While LLC’s (Limited Liability Corporations) are now the rage, existing corporations find that there are expensive restrictions that prohibit them from changing to this new form of company.
The 1996 Tax Reform Act added thousands of pages of tax law to the books. A few of these regulations have actually helped the course of small businesses. We have already strongly touted the exclusion from taxation of the transfer of certain family owned businesses (Pipeline November, 1997). But more positive twists are being encountered by S Corps as the law has had time to mature. Some of the benefits are:
* An S Corporation can now have wholly owned subsidiaries – for instance, if an agency is acquired and for financial or payout reasons, it must be kept separate, it is now permissible for your S Corp to own another entity. More importantly, in the past if you owned separate corporations and one lost money while the other profited, you couldn’t offset the profits of the latter with the losses of the former. Now, you can have two or more wholly owned subsidiaries and consolidate returns to offset the profits of one with the losses of the other.
* An S Corporation can now have 75 shareholders (the limitation used to be 35). If spouses are involved, you can double that number to 150. This is important in some of the Virtual Insurance Agencies, mergers and acquisitions that are taking place in which many shareholders are involved in the parent company.

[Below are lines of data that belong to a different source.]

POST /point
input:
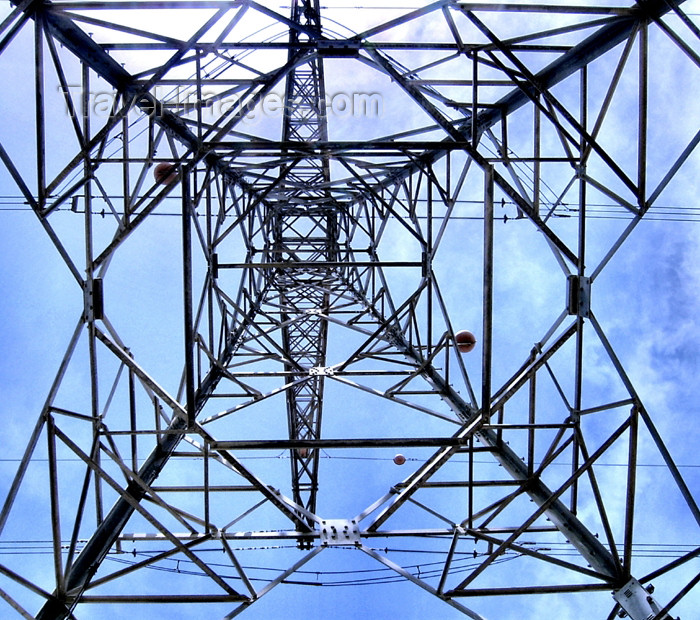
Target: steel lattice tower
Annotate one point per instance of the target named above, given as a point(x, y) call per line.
point(311, 264)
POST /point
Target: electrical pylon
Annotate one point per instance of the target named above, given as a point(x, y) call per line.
point(310, 278)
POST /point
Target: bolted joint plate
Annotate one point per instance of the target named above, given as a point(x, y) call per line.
point(339, 532)
point(637, 602)
point(321, 371)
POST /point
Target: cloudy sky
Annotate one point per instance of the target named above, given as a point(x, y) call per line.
point(644, 299)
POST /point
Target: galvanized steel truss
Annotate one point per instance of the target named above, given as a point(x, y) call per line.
point(293, 297)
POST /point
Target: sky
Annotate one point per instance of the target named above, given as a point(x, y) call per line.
point(644, 299)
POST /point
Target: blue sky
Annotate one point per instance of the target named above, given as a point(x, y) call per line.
point(645, 300)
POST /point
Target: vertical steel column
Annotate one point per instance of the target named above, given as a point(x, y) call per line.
point(305, 229)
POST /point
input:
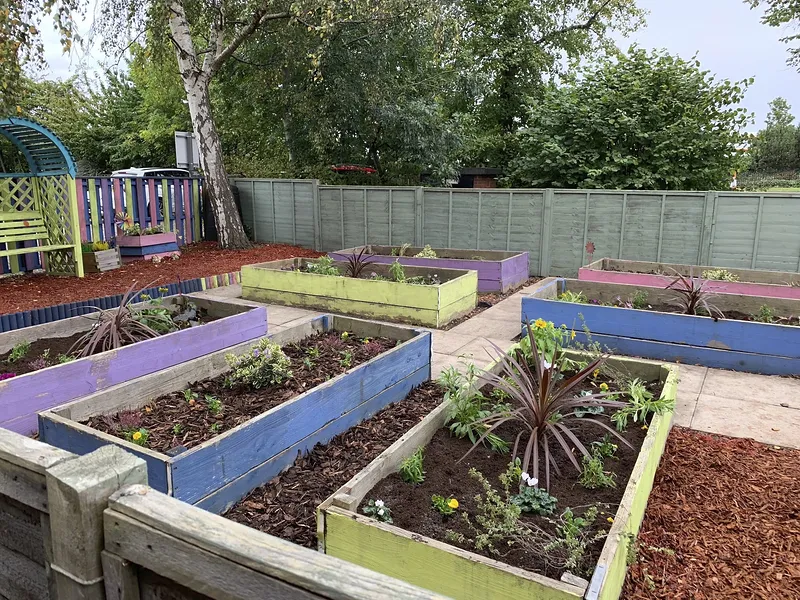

* The rules now make it possible to retroactively elect S Corporation status. Previously, if you wanted to move from a regular corporation to an S Corp you had until March 15 to make the change. Now, you can create an S Corp and transfer your C Corp stock into it at any time in the year with the same effect of having the S Corp all year. This is important to businesses who have been losing money and find themselves in a profitable situation mid-year. This method allows you to take advantage of the S Corp pass through of profits.
* An S Corp can now have an ESOP as a shareholder. This has long been a problem with S Corp agencies who wished to begin an ESOP and were forbidden by the restrictive shareholder rules.
Other, more esoteric rules exist that also make S Corps more flexible for small businesses. See your tax professional for more advice on how these rules can help you.